Mackey's apparent self-righteousness may not be a figment of your imagination. According to a study published this month in Social Psychological and Personality Science, people who are exposed to organic foods tend to judge others more harshly.

Kendall Eskine, an associate professor of psychology at Loyola University, says those who are primed to think about healthy organic foods like spinach, apples, and tomatoes are more likely to criticize morally questionable activities. He took 62 Loyola undergrads and divided them up into three groups. One group was given images of fruits and vegetables bearing organic labels; another saw comfort foods like cookies and ice cream; and the third group looked at "neutral" foods such as grains and beans.

All the participants were then polled on the acceptability of certain scenarios, including incest and eating a dead pet.

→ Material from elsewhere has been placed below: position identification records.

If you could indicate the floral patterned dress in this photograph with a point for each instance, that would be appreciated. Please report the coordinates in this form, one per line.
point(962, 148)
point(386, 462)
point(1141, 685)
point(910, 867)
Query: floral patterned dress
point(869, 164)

The survey took the form of a seven-point ranking system where 1 meant "perfectly acceptable" and 7 meant "totally unacceptable." Finally, they were asked whether they could spare some additional time to help another professor with a different study.

Those who'd seen images of healthy foods were more likely to rank the morally questionable activities as not okay, and were least likely to say they could give their time to the other professor's study:

"On a scale of 1 to 7, the organic people were, like, 5.5, while the controls were about a 5 and the comfort food people were, like, a 4.89." The organic people also only offered to volunteer for a mere 13 minutes, as compared with the control group's 19-minute offer and the happy comfort-food group's 24-minute commitment.

Eskine suggests the images of organic food reinforced feelings of moral certitude, making those participants more judgmental than those in the processed-food and control groups. There's been some pushback to this explanation, such as the fact that sugar can make people more altruistic, and that many of the non-organic products Eskine showed were sweet foods. Another possibility is that feelings of guilt associated with eating junk food could be making people more empathetic. Then there's the fact that only a handful of people participated in the study, and all of them were undergraduate students -- not exactly a wide-ranging sample.

Still, Eskine's research raises other interesting questions about the limits of morality regardless. We already know that willpower is a finite resource -- making decisions we don't like actually reduces our ability to make similar decisions later. It'd be fascinating to know if our capacity for morality and sympathy are under the same constraints.